“Not just yet.” Max pivoted to watch the sky. “Looks like ground-to-air rockets. That’s tracer fire—machine guns shooting back.”

“What’s happening?” Amina asked.

“Rebel ground forces firing at inbound birds, I’d say. About three clicks away from here.”

Rachel looped her arm around Amina’s waist, as much for her own comfort as Amina’s. “Are the rebels coming, then?”

“Maybe,” Max said. “Maybe not. Maybe we were just the bait all along. I think they want the Black Hawks.”

“Why?” Rachel glanced back and forth between Max and the jungle, half expecting someone else to drop down beside them, this time an enemy with a rifle or a knife.

“Intelligence, the weapons, maybe just the bragging rights.” Max shook her head. “Who knows how they think? Any kind of victory, even if it’s fabricated, probably helps them recruit more followers.”
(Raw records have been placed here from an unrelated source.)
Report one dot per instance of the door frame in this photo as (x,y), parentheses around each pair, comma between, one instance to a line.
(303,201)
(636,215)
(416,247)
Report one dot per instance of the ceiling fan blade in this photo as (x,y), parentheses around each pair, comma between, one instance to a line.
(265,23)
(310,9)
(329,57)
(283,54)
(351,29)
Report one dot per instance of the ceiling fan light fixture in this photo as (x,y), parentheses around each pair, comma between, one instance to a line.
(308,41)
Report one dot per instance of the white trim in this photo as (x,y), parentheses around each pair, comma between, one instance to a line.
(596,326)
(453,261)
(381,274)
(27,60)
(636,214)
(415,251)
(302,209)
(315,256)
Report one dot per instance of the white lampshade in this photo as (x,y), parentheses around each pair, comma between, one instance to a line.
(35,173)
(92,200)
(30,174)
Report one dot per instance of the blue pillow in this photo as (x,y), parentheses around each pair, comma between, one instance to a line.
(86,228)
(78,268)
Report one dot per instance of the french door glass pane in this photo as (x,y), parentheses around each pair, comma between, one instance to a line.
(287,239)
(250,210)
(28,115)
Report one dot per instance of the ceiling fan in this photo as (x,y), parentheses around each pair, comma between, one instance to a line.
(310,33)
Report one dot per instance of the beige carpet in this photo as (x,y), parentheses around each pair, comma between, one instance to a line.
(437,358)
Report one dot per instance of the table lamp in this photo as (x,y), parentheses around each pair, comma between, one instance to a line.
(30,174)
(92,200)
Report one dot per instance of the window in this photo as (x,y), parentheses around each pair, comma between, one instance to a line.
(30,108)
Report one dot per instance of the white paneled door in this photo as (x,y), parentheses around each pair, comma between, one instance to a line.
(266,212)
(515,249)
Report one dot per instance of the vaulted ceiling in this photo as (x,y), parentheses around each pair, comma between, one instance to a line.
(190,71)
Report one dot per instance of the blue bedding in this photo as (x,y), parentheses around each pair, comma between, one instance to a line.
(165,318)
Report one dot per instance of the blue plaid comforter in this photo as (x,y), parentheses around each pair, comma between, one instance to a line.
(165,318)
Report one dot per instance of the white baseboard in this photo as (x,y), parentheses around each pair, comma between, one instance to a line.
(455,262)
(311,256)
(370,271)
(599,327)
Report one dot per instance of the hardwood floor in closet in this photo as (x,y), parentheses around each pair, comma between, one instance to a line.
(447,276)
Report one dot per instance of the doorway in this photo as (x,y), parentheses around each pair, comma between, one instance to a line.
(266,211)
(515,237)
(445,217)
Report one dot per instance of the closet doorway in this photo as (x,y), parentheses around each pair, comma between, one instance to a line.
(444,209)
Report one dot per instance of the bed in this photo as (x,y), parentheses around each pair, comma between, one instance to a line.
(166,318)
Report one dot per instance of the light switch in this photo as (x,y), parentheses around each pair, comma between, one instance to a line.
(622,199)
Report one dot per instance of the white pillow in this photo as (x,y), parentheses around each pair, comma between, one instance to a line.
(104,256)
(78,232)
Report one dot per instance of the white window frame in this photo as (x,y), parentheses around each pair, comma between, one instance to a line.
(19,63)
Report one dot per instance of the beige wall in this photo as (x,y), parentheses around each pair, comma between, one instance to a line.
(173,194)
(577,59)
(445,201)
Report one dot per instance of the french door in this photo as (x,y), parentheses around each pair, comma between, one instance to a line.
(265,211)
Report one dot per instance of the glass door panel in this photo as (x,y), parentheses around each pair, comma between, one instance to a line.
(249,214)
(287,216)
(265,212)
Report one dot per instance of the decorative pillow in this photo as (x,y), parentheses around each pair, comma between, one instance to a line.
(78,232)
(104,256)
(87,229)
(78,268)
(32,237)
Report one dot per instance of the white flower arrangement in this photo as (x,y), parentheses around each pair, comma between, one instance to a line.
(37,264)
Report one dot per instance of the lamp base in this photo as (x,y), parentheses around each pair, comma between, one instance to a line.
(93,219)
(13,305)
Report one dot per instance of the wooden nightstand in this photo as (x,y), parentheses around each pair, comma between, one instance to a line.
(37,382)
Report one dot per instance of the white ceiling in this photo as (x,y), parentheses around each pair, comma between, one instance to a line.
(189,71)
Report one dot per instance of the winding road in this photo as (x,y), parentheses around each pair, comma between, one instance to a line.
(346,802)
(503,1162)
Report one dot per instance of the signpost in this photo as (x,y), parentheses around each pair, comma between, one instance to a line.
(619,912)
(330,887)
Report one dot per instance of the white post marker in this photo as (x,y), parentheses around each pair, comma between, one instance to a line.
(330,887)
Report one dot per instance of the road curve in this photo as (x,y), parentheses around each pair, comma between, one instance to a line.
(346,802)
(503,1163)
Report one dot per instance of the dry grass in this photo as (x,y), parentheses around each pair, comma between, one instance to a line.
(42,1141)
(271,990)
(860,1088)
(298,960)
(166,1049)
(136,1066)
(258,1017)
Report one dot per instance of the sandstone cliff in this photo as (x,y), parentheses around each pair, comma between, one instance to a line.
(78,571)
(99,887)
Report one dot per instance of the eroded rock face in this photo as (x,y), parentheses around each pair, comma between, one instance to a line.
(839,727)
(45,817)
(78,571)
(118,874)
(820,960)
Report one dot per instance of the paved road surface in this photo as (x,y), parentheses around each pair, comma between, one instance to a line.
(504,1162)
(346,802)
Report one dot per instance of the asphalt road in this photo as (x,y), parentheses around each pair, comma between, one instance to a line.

“It’s crazy,” Rachel murmured.

“Yeah, it is.” Max gripped Rachel’s arm. “I’m going back out. Don’t fire unless you hear shooting first. Then if anyone approaches and it’s not me, fire at anything that moves.”

“Stay here.” Rachel heard the tremor in her voice this time and didn’t care. She wasn’t afraid to be left alone—she was afraid for Max to be alone out there in the dark. “Please.”

Max’s fingers tightened on her arm. “We’ve got a better chance if I go. I’ll be back.”

“Do you keep your promises?”

“Yes.”

“Then promise.”

Max hesitated, moonlight glinting in her eyes. “I’ll do my best. I promise.”

“Your best better be damn—”

Max jerked her rifle to her shoulder. “Get down.”

Rachel ducked and pushed Amina behind her. Keeping her head below the top of the barrier, she crowded next to Max and squinted into the dark. Another explosion lit up the camp and she saw them. Shadows within shadows, creeping out from the jungle. Animals? Humans? Her imagination?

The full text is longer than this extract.